Monday, September 6, 2010

The El Dorado Page

Many artists who got their start in the 1930s and ‘40s remember the chisel pencil technique of Ernest Watson.

Watson’s drawing methods were showcased not only in his instructional books, but also in a series of pencil ads in the art magazines called the “El Dorado Page.”

(Click to enlarge.) Watson used between four and eight different grades of El Dorado graphite pencils, which he held in his left hand. Each pencil was sharpened and then worn down to a flat tip.

He advocated using firm and definite strokes, always bearing down fairly hard. To get lighter tones you would still press hard, but use harder pencils. He was also conscious of leaving a few white spaces and crisp dark accents to add sparkle.

Here is a door done with four different types of rendering. His notes about the drawing are below.

The El Dorado pages showed various combinations of techniques, including smudging with a tortillon stump, a flat gray wash for shadows, and softer scumbled technique.

Watson worked on a surface called “cameo paper,” which is no longer available. Apparently it was clay-coated, for it was difficult to erase. Ed Ahlstrom, an art professor from Montgomery College told me that you can simulate cameo paper by spraying a thin coat of Krylon gesso on a smooth, stiff drawing paper.

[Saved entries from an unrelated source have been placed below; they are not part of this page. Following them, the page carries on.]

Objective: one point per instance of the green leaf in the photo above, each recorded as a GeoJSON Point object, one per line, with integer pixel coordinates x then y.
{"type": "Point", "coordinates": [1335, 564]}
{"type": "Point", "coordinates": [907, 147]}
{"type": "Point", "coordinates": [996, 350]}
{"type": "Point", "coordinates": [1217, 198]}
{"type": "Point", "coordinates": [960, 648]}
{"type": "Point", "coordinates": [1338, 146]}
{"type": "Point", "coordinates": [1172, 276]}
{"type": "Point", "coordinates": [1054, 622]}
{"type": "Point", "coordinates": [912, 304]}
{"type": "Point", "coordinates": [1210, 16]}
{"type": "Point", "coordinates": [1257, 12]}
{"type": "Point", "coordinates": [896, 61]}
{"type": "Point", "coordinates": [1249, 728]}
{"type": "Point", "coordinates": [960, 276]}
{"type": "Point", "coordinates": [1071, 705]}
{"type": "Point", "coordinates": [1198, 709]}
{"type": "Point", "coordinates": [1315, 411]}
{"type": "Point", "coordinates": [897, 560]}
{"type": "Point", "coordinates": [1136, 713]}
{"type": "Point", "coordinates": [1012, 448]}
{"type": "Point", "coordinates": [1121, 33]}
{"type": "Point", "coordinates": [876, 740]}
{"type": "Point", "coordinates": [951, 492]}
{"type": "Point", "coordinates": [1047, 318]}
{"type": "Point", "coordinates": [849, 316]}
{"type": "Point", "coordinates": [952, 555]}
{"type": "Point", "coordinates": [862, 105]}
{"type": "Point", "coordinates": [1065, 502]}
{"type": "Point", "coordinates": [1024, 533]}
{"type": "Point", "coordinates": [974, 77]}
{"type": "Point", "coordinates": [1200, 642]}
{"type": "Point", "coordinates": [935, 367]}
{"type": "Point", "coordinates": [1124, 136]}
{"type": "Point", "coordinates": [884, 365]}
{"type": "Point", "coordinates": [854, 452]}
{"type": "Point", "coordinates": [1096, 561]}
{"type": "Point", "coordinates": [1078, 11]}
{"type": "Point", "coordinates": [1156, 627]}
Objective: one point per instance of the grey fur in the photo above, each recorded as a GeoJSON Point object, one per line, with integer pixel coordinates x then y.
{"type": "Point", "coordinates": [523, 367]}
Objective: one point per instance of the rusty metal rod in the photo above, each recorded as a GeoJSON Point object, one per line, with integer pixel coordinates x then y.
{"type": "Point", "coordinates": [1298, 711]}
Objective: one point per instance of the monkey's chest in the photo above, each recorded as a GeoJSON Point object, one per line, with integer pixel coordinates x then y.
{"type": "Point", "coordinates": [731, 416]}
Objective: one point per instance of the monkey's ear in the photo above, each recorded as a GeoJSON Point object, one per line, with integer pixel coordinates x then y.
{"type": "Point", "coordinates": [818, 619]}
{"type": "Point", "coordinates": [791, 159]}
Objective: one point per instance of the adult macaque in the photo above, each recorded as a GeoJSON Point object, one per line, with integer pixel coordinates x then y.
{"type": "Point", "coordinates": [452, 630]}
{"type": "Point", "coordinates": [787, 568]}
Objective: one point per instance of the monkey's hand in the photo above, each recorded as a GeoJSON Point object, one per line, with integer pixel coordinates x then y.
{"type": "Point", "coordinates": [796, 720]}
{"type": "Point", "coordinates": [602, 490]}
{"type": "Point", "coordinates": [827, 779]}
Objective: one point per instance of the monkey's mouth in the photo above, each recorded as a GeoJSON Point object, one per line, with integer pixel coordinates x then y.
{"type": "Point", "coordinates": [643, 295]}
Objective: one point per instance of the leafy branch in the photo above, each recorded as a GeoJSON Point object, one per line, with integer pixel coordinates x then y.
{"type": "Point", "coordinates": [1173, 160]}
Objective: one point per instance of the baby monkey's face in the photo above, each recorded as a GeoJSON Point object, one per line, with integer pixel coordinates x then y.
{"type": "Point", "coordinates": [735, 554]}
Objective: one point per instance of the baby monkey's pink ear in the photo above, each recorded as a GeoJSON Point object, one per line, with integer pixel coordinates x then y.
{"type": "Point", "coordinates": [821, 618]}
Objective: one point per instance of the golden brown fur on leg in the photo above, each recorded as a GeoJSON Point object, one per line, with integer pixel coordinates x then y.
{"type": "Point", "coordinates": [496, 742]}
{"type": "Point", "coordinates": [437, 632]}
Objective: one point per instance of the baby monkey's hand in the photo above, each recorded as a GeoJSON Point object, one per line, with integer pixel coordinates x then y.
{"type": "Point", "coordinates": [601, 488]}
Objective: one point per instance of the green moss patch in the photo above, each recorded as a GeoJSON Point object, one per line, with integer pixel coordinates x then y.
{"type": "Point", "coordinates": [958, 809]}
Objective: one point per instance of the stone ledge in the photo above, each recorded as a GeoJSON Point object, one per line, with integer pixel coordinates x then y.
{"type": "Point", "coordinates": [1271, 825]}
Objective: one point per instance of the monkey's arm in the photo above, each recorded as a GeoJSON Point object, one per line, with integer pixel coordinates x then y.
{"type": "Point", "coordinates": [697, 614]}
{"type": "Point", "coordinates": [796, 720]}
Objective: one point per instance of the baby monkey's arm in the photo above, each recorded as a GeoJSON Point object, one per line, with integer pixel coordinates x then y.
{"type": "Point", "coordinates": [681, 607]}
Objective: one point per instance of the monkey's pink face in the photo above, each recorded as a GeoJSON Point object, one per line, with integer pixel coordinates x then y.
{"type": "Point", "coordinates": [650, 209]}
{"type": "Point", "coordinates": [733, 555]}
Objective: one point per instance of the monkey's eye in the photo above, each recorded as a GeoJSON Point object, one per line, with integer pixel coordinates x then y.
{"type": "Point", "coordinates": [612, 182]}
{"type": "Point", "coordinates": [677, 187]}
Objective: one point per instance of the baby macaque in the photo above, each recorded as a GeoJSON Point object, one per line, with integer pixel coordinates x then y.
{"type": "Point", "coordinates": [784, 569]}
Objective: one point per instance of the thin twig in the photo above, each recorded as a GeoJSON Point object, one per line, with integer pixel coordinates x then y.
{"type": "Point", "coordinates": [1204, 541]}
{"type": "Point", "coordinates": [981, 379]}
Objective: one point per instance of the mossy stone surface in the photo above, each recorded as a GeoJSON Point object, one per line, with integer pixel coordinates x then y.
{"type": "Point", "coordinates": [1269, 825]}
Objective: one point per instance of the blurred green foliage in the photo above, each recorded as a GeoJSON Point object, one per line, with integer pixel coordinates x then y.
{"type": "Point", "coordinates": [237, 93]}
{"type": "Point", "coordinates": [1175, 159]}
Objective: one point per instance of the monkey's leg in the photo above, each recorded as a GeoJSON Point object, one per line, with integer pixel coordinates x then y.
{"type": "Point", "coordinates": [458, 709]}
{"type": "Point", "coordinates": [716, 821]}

Many pencil artists were influenced by Watson’s approach. Ted Kautzky, James Perry Wilson, and Arthur Guptill are just a few.

Thanks, Ed Ahstrom
Previously on GJ: Montgomery College
Amazon: The Art of Pencil Drawing by Ernest Watson

12 comments:

NetRaptor said...

That is amazing. At first glance I thought it was pen and ink techniques.

Charlene Fleming said...

I've never been sure of how to use pencils of varying hardness within a single piece. I do my traditional work in ink and/or gouache almost exclusively but lately I've been seeing a lot of inspirational pencil work and have been thinking of trying my hand at it again. This is a very timely post for me. Thanks so much!

António Araújo said...

Excellent post. I didn't know Watson(!) Thank you, Jim!

Michael Dooney said...

I've always loved his pencil drawings. Folks should hunt down his 'how to draw' books, there are bunch of them and they are full of great drawings.
His approach with bold strokes is very appealing, kind of like painting with a pencil, not scrubbing and blending everything as most pencil artist do.

Amber said...

I eat this kind of technique information right up!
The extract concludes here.